Nick Dimiduk created HBASE-9675:
-----------------------------------

             Summary: Root-cause analysis is difficult with AsyncProcess
                 Key: HBASE-9675
                 URL: https://issues.apache.org/jira/browse/HBASE-9675
             Project: HBase
          Issue Type: Improvement
          Components: Client
    Affects Versions: 0.95.2
            Reporter: Nick Dimiduk


The AsyncProcess swallows up informative exceptions returned from the RS. For 
instance, diagnosing the cause of a failed mapreduce task is pretty opaque 
right now. The client log tells me that my async requests have been retried and 
rejected, but not why:

{noformat}
2013-09-27 22:47:03,391 INFO [main] 
org.apache.hadoop.hbase.client.AsyncProcess: : Waiting for the global number of 
running tasks to be equals or less than 0, tasksSent=6184, tasksDone=6180, 
currentTasksDone=6180, tableName=IntegrationTestLoadAndVerify
// repeat about 30 times
2013-09-27 22:53:13,886 INFO [main] 
org.apache.hadoop.hbase.client.AsyncProcess: : Waiting for the global number of 
running tasks to be equals or less than 0, tasksSent=12140, tasksDone=12135, 
currentTasksDone=12135, tableName=IntegrationTestLoadAndVerify
2013-09-27 22:53:13,890 WARN [htable-pool1-t51] 
org.apache.hadoop.hbase.client.AsyncProcess: Attempt #35/35 failed for 4 ops on 
hor17n37.gq1.ygridcore.net,60020,1380321099619 NOT 
resubmitting.region=IntegrationTestLoadAndVerify,+\xC6\x02\x00\x00\x00\x00\x00/000009_0,1380321873859.871b9482f305686a5848615f26a8a7f9.,
 hostname=hor17n37.gq1.ygridcore.net,60020,1380321099619, seqNum=4990837
2013-09-27 22:53:14,030 WARN [htable-pool1-t51] 

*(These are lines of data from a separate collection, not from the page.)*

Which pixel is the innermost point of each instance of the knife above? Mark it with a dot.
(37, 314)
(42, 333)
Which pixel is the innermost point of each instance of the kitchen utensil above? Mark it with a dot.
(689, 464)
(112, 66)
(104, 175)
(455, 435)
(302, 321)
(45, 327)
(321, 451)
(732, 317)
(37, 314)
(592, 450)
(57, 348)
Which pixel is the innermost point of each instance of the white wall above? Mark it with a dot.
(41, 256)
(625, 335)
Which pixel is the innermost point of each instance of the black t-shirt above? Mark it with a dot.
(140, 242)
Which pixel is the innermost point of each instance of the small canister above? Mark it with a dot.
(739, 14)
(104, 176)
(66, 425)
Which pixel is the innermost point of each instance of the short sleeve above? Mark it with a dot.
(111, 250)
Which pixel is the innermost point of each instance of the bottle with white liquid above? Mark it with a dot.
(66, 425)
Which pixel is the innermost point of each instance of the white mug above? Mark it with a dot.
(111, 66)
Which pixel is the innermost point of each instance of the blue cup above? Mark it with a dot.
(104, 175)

org.apache.hadoop.hbase.client.AsyncProcess: Attempt #35/35 failed for 8 ops on 
hor17n37.gq1.ygridcore.net,60020,1380321099619 NOT 
resubmitting.region=IntegrationTestLoadAndVerify,+\xC6\x02\x00\x00\x00\x00\x00/000009_0,1380321873859.871b9482f305686a5848615f26a8a7f9.,
 hostname=hor17n37.gq1.ygridcore.net,60020,1380321099619, seqNum=4990837
2013-09-27 22:53:14,179 WARN [htable-pool1-t51] 

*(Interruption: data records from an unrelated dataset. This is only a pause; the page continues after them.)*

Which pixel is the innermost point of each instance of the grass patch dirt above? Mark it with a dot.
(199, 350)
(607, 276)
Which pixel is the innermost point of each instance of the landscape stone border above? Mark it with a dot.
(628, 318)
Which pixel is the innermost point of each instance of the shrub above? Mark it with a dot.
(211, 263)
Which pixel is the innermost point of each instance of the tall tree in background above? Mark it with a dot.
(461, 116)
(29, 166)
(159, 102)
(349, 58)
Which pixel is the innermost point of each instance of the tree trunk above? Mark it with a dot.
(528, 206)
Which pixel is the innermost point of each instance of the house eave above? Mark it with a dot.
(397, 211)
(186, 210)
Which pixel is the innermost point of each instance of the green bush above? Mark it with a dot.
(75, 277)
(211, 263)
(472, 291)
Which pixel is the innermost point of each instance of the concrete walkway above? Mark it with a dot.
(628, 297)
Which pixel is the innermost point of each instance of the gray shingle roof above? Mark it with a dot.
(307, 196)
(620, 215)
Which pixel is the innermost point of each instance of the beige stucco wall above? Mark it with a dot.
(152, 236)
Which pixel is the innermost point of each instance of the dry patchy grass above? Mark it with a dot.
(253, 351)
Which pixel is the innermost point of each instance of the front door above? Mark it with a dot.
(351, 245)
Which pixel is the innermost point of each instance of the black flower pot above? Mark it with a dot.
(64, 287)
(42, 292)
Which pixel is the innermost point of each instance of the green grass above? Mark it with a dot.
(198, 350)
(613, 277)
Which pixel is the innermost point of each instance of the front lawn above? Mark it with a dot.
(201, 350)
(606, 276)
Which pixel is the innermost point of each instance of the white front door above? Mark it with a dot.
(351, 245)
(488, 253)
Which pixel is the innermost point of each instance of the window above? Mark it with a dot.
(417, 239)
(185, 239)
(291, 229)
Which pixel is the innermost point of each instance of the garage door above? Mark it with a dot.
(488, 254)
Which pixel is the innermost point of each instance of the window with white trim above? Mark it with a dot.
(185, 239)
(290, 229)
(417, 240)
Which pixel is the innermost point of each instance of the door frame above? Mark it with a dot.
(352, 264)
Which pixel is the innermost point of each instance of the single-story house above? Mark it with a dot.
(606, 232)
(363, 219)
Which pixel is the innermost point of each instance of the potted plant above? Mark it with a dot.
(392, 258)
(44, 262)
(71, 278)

org.apache.hadoop.hbase.client.AsyncProcess: Attempt #35/35 failed for 8 ops on 
hor17n37.gq1.ygridcore.net,60020,1380321099619 NOT 
resubmitting.region=IntegrationTestLoadAndVerify,+\xC6\x02\x00\x00\x00\x00\x00/000009_0,1380321873859.871b9482f305686a5848615f26a8a7f9.,
 hostname=hor17n37.gq1.ygridcore.net,60020,1380321099619, seqNum=4990837
2013-09-27 22:53:14,251 WARN [htable-pool1-t51] 
org.apache.hadoop.hbase.client.AsyncProcess: Attempt #35/35 failed for 8 ops on 
hor17n37.gq1.ygridcore.net,60020,1380321099619 NOT 
resubmitting.region=IntegrationTestLoadAndVerify,+\xC6\x02\x00\x00\x00\x00\x00/000009_0,1380321873859.871b9482f305686a5848615f26a8a7f9.,
 hostname=hor17n37.gq1.ygridcore.net,60020,1380321099619, seqNum=4990837
2013-09-27 22:53:14,277 WARN [htable-pool1-t51] 
org.apache.hadoop.hbase.client.AsyncProcess: Attempt #35/35 failed for 8 ops on 
hor17n37.gq1.ygridcore.net,60020,1380321099619 NOT 
resubmitting.region=IntegrationTestLoadAndVerify,+\xC6\x02\x00\x00\x00\x00\x00/000009_0,1380321873859.871b9482f305686a5848615f26a8a7f9.,
 hostname=hor17n37.gq1.ygridcore.net,60020,1380321099619, seqNum=4990837
2013-09-27 22:53:26,862 INFO [main] 
org.apache.hadoop.hbase.client.AsyncProcess: : Waiting for the global number of 
running tasks to be equals or less than 0, tasksSent=12186, tasksDone=12185, 
currentTasksDone=12185, tableName=IntegrationTestLoadAndVerify
2013-09-27 22:53:26,915 INFO [main] 
org.apache.hadoop.hbase.client.HConnectionManager$HConnectionImplementation: 
Closing zookeeper sessionid=0x14160ad6eb404c3
2013-09-27 22:53:26,920 INFO [main] org.apache.zookeeper.ZooKeeper: Session: 
0x14160ad6eb404c3 closed
2013-09-27 22:53:26,920 INFO [main-EventThread] 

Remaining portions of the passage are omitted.